How to keep motivation and keep making progress when preparing for an exam

3 years ago
Charlotte Tomlinson

Charlotte Tomlinson

Charlotte Tomlinson is an internationally renowned Performance Coach with an expertise in moving musicians through issues with performance anxiety & physical tension.

Keeping a pupil interested and motivated while still making progress in the time leading up to an exam can be quite a challenge for a teacher. There are be a few dangers to watch out for and being aware of them can be very valuable.

Exam as a set goal

It’s easy for a pupil to see the exam as a goal in its own right rather than a part of an overall learning process, and they can find this very pressurizing. If they feel they need to get a certain result on a certain day, it can result in performance anxiety in the exam itself and general anxiety, dread and fear in advance.

Exam as a bar that needs to be reached

If the pupil feels they need they need to work up to the standard the exam requires, it can be pressurizing for them. One way of dealing with this is to suggest taking an exam when it is well within the pupils’ capability so that it feels more comfortable.

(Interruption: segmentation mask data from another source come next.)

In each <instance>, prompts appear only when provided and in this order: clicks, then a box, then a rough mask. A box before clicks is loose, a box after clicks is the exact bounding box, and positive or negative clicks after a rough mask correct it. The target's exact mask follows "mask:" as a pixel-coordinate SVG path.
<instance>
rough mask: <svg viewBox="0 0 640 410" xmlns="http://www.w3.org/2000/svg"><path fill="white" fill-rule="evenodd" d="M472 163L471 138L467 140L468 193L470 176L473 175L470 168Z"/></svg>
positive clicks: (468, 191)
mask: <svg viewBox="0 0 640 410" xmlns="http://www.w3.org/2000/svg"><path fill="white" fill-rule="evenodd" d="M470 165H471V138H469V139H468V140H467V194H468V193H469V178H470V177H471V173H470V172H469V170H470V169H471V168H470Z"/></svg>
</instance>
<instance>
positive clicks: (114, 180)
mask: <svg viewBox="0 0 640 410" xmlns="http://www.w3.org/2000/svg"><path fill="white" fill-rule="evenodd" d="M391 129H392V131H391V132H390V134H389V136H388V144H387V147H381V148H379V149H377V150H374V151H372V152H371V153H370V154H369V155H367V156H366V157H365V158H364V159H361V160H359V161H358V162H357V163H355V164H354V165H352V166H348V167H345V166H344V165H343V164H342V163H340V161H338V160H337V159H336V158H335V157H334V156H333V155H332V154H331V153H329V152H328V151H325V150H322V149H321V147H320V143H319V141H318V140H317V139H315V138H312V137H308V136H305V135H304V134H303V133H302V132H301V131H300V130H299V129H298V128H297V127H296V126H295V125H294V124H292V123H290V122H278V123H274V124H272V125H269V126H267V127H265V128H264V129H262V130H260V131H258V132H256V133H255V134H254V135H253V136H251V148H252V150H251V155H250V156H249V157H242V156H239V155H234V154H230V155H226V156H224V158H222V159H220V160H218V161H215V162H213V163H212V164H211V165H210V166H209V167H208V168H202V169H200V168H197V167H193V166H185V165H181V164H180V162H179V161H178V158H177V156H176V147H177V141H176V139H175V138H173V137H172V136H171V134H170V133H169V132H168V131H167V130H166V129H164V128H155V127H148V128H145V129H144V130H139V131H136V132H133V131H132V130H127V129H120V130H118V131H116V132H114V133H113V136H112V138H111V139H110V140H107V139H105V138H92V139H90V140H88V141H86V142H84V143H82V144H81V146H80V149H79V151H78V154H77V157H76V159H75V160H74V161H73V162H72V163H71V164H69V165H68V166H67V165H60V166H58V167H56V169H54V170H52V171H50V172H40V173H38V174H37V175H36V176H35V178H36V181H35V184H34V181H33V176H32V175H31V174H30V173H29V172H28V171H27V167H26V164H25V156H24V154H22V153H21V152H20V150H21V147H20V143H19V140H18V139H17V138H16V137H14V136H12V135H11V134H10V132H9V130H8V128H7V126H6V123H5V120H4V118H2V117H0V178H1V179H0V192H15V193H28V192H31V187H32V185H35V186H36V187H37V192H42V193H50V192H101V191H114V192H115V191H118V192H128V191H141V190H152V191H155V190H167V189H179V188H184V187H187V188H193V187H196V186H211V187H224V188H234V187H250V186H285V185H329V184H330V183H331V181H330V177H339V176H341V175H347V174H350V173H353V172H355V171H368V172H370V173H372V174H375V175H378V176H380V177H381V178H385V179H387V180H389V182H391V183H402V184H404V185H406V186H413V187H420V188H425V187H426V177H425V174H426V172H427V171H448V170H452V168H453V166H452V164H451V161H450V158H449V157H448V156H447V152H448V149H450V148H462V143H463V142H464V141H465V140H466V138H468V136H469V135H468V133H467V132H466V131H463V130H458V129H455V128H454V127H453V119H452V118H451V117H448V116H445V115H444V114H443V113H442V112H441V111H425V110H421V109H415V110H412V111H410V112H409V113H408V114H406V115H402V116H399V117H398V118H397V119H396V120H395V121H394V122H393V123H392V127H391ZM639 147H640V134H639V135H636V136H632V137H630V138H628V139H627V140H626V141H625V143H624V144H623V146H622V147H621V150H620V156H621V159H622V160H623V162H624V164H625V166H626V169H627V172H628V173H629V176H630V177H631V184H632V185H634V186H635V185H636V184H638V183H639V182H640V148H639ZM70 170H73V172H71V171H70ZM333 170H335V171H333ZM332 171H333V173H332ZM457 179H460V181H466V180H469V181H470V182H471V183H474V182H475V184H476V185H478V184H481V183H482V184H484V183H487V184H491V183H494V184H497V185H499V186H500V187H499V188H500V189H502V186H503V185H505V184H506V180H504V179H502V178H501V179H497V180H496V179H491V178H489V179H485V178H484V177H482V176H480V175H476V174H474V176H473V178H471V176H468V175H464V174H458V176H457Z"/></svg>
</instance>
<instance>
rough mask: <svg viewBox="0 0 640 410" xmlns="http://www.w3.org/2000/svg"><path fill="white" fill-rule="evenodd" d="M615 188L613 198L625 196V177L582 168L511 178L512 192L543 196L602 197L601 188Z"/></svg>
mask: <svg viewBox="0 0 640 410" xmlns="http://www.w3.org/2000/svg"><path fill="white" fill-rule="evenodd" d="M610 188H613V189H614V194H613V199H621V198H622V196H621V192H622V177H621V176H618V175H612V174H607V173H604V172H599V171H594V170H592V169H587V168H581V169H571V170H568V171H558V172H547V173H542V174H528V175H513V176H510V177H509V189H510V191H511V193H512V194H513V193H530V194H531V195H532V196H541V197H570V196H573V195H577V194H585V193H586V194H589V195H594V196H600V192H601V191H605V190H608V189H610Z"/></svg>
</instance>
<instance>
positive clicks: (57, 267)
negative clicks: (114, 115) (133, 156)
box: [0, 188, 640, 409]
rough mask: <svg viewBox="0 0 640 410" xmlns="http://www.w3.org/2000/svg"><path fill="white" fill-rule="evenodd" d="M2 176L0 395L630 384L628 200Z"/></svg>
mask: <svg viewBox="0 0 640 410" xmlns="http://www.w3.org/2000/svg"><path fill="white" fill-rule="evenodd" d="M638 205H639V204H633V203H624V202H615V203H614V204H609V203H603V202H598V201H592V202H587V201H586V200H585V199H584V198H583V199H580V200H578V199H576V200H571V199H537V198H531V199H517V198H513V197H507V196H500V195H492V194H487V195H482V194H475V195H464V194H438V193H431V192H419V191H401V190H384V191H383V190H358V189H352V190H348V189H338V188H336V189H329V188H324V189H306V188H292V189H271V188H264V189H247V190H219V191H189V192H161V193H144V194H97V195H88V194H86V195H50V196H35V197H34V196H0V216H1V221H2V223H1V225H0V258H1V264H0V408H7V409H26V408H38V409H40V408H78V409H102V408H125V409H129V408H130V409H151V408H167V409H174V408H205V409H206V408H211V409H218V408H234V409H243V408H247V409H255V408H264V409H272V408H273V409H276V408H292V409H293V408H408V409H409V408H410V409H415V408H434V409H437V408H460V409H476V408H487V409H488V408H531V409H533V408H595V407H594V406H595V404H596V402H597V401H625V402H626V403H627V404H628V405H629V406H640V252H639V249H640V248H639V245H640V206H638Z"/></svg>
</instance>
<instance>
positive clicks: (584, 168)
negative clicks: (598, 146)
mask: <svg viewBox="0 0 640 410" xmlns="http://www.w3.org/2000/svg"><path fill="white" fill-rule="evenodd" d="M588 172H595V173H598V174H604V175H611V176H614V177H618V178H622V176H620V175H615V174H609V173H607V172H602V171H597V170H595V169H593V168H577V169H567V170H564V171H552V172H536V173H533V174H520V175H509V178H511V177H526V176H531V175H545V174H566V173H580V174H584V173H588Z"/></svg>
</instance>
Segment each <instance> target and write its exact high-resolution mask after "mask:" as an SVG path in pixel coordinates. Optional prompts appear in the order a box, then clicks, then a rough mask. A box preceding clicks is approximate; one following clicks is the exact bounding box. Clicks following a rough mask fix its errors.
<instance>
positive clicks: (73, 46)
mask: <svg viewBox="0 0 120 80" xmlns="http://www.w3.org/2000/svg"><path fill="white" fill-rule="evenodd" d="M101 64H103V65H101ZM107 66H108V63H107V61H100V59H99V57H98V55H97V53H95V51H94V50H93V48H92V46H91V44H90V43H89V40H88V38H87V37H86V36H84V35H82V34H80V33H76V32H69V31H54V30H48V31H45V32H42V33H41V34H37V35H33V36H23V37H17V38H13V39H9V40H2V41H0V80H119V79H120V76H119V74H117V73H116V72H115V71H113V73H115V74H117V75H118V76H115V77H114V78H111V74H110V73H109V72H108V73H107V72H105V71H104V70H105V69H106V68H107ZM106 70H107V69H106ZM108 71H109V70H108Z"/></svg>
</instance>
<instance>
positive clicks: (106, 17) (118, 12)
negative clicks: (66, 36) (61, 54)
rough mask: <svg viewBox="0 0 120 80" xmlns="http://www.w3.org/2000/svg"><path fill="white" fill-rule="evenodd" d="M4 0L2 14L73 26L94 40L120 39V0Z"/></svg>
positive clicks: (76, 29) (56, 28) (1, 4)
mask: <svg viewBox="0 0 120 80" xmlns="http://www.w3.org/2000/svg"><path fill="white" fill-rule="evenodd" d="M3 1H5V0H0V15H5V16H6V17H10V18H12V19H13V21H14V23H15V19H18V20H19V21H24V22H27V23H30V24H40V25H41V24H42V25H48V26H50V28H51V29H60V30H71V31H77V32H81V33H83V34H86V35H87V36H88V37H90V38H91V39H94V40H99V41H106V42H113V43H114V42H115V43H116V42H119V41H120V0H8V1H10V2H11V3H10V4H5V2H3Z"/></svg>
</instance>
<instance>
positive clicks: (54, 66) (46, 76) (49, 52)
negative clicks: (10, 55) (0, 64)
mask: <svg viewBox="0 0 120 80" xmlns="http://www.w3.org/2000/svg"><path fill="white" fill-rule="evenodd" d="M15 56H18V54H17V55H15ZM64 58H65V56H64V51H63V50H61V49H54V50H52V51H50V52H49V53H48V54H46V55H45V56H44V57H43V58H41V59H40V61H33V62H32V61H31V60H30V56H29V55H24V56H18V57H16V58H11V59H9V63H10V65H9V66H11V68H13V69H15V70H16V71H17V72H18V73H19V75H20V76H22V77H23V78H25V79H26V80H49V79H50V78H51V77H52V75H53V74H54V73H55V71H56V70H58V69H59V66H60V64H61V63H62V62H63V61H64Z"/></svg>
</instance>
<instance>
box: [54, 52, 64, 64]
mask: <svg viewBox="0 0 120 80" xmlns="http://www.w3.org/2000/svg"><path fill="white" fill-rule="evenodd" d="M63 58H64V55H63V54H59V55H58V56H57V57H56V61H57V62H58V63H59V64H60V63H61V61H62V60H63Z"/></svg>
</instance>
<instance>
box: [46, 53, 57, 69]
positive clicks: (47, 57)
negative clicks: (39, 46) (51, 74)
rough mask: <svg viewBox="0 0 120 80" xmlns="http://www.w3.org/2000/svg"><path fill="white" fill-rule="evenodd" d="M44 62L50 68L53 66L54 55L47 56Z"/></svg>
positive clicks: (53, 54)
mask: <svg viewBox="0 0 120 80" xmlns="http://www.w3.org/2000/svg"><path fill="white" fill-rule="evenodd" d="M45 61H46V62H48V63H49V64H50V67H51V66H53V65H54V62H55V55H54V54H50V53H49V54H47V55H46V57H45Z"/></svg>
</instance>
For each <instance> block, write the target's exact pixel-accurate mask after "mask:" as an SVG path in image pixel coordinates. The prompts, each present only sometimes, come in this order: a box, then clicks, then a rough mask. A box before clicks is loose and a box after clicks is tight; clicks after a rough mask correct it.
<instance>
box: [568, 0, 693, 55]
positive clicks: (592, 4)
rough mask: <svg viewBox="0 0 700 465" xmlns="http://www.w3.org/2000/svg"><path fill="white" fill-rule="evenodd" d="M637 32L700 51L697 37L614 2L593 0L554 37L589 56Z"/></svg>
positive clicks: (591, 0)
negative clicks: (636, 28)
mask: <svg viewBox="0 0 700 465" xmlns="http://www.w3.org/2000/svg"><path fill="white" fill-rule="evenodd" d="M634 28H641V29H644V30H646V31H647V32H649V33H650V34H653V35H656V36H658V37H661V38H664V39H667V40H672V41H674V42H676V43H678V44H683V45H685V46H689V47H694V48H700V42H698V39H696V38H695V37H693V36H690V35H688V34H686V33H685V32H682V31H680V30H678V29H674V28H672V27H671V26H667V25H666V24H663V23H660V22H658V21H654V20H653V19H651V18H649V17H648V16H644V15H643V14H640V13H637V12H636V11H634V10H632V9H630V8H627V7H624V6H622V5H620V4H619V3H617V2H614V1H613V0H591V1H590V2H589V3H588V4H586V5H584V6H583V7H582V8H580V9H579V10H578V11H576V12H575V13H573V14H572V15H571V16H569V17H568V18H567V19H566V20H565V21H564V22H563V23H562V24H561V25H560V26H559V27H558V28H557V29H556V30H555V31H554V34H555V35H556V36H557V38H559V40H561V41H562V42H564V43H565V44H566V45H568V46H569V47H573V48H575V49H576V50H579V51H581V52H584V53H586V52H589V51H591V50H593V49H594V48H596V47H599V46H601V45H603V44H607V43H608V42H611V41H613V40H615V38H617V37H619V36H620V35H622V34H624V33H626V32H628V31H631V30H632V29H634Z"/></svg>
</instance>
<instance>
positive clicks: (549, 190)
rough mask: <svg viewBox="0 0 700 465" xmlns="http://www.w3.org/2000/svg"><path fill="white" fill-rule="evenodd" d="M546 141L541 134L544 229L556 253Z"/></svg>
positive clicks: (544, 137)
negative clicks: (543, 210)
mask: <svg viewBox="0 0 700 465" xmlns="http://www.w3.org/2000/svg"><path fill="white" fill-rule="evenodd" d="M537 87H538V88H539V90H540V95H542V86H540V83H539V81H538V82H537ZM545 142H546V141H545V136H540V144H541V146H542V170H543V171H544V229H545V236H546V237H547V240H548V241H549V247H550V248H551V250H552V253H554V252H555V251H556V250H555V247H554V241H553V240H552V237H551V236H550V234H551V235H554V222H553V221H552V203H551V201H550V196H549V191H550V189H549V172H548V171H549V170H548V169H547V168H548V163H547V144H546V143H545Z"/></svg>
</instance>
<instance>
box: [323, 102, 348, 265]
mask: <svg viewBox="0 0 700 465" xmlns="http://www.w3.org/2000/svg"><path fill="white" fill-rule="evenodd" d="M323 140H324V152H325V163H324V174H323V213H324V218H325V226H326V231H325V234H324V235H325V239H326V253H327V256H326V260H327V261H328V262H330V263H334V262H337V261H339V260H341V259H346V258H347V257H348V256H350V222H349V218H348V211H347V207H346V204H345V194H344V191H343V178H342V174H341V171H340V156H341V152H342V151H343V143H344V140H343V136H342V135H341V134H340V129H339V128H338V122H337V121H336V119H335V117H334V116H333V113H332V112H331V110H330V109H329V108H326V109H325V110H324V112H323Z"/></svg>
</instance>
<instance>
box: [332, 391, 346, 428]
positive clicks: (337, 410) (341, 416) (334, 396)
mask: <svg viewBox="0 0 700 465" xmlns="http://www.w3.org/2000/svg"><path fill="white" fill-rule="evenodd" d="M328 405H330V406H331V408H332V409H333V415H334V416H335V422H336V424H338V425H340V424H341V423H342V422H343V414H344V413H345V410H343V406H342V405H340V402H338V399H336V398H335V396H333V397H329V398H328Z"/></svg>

Watching out for a pupil’s confidence

A pupil can easily lose confidence if they feel there’s too much to do and too little time to do it in, or if the music is too hard for them, and this loss of confidence can lead to all sorts of anxieties. They may just feel they can’t live up to the teacher’s or parent’s expectations with the exam or that they won’t do well and will feel bad about that. Or they might even panic that they would have to pull out if they can’t manage the preparation required.

“I’ve been playing these pieces for ages and I’m bored!”

Who hasn’t heard this from a pupil at one time or another? It’s so easy to have a situation where the pupil has been working on pieces for too long, they get stale and then boredom kicks in. This can be tricky to manage for a teacher, especially if the pupil needs to have pieces over a long summer holiday or at a time without regular lesson input. One suggestion is to bring in other important musical learning that can be part of the lesson, such as improvisation and ensemble playing or just exploring new repertoire. It might even be good to start the pieces even earlier to accommodate broader input in lessons, to keep the pupil motivated. It can also protect a pupil from feeling that being tested is what music is all about.

Reframing exam preparation: motivation comes from love of the learning process

Possibly the best way to safeguard against potential pitfalls in exam preparation is to completely reframe what the exam and exam preparation is. Ideally, exams need to sit within a whole structure of musical learning, where motivation comes from the love of learning rather than achieving a set goal for its own sake. Then the pupil is constantly discovering more about music. They are finding out what is nourishing and rewarding about learning scales and doing aural tests. They’re continually exploring the music, the composers who wrote the music and learning how to express and share that.

Reframing the exam: the exam as a snap shot in time

From this perspective, the exam has an important place within a pupils’ music educational context. The pupil learns that their performance in an exam situation is a snap shot in time, just another peak in a rich journey of discovering about music, rather than an end in itself.

Examiners as musicians who love music

This can help a pupil see the examiner as just another musician, a musician who loves music so much that they want to nurture the next generation.

If it is possible to encourage this way of thinking in a pupil, then they have a much greater chance of enjoying exam and the preparation towards it, which will be so good for their overall view on music. They may also have fewer nerves in the exam itself and the added bonus is that they might end up doing rather well!